Ich schielte kurz nach rechts herüber. Da saß er. Das Gesicht unter der Krempe seines Indianer-Jones-Hutes verborgen. Dort wo seine Augen waren, reflektierten die Gläser seiner runden Brille das Licht des Gegenverkehrs. Den langen Bart konnte ich nicht erkennen, aber er würde da sein. Genau wie die langen, offen getragenen Haare. Ich würde nie verstehen, warum immer genau die Menschen die Haare lang tragen, denen so etwas ums verrecken nicht stehen will.

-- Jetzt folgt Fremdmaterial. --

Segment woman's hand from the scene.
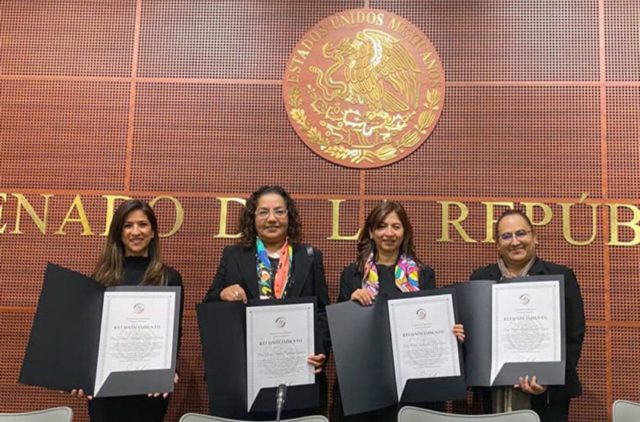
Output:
[513,375,547,396]
[71,388,93,400]
[307,353,327,374]
[220,284,247,304]
[351,289,375,306]
[147,373,180,399]
[451,324,465,343]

Mein Herüberblicken schien ihm ein Zeichen zu sein. Er legte los. Sagte, wie er das ja schon irgendwie verstehen könnte, mit der frühen Abfahrt, aber er hätte doch auch die Amphetamine bezahlt, die mich noch bis in die Morgenstunden wach gehalten hätten. Ich antwortete noch irgendetwas, was ihm klar machen sollte, dass er mit dem Drogengewäsch bei mir schlechte Karten habe und es deshalb besser gleich sein lassen solle. Dann stellte ich meinen Mund auf Automatik.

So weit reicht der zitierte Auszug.